We'll now target integrations of differentiable physics (DP) setups into NNs. When using DP approaches for learning applications, there is a lot of flexibility w.r.t. the combination of DP and NN building blocks. As some of the differences are subtle, the following section will go into more detail. We'll especially focus on solvers that repeat the PDE and NN evaluations multiple times, e.g., to compute multiple states of the physical system over time.
To re-cap, here's the previous figure about combining NNs and DP operators. In the figure these operators look like a loss term: they typically don't have weights, and only provide a gradient that influences the optimization of the NN weights:
---
height: 220px
name: diffphys-short
---
The DP approach as described in the previous chapters. A network produces an input to a PDE solver $\mathcal P$, which provides a gradient for training during the backpropagation step.
This setup can be seen as the network receiving information about how it's output influences the outcome of the PDE solver. I.e., the gradient will provide information how to produce an NN output that minimizes the loss.
Similar to the previously described physical losses (from {doc}physicalloss
), this can mean upholding a conservation law.
However, with DP, there's no real reason to be limited to this setup. E.g., we could imagine a swap of the NN and DP components, giving the following structure:
---
height: 220px
name: diffphys-switch
---
A PDE solver produces an output which is processed by an NN.

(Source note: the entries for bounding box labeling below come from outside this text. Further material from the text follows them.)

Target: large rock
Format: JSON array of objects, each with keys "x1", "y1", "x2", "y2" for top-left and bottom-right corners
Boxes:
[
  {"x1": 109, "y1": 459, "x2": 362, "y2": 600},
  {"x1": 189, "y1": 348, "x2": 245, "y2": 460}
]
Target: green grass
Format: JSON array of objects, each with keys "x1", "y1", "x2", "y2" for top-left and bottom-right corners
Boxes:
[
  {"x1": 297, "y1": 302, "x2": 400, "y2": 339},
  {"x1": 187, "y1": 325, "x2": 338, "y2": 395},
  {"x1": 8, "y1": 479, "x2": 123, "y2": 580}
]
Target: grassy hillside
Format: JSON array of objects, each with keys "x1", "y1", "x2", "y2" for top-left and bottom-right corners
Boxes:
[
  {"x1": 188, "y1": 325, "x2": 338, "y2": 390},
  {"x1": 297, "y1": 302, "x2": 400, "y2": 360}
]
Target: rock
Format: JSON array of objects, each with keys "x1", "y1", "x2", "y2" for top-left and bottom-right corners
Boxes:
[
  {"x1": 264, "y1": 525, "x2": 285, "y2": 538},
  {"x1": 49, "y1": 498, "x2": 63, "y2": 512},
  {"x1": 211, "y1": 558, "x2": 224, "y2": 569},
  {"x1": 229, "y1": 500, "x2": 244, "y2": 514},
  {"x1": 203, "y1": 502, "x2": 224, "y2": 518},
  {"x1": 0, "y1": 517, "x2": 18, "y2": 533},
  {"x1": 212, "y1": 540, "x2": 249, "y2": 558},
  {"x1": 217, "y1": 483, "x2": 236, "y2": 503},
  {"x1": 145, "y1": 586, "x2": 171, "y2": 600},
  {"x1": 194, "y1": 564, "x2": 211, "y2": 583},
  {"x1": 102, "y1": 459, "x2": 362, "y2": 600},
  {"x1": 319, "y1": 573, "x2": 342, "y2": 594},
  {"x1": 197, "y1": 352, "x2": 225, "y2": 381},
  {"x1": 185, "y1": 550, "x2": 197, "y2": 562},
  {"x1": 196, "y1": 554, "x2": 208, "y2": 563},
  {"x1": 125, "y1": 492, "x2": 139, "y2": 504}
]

In this case the PDE solver essentially represents an on-the-fly data generator. That's not necessarily always useful: this setup could be replaced by a pre-computation of the same inputs, as the PDE solver is not influenced by the NN. Hence, there's no backpropagation through
However, this version does not leverage the gradient information from a differentiable solver, which is why the following variant is much more interesting.
In general, there's no combination of NN layers and DP operators that is forbidden (as long as their dimensions are compatible). One that makes particular sense is to "unroll" the iterations of a time stepping process of a simulator, and let the state of a system be influenced by an NN.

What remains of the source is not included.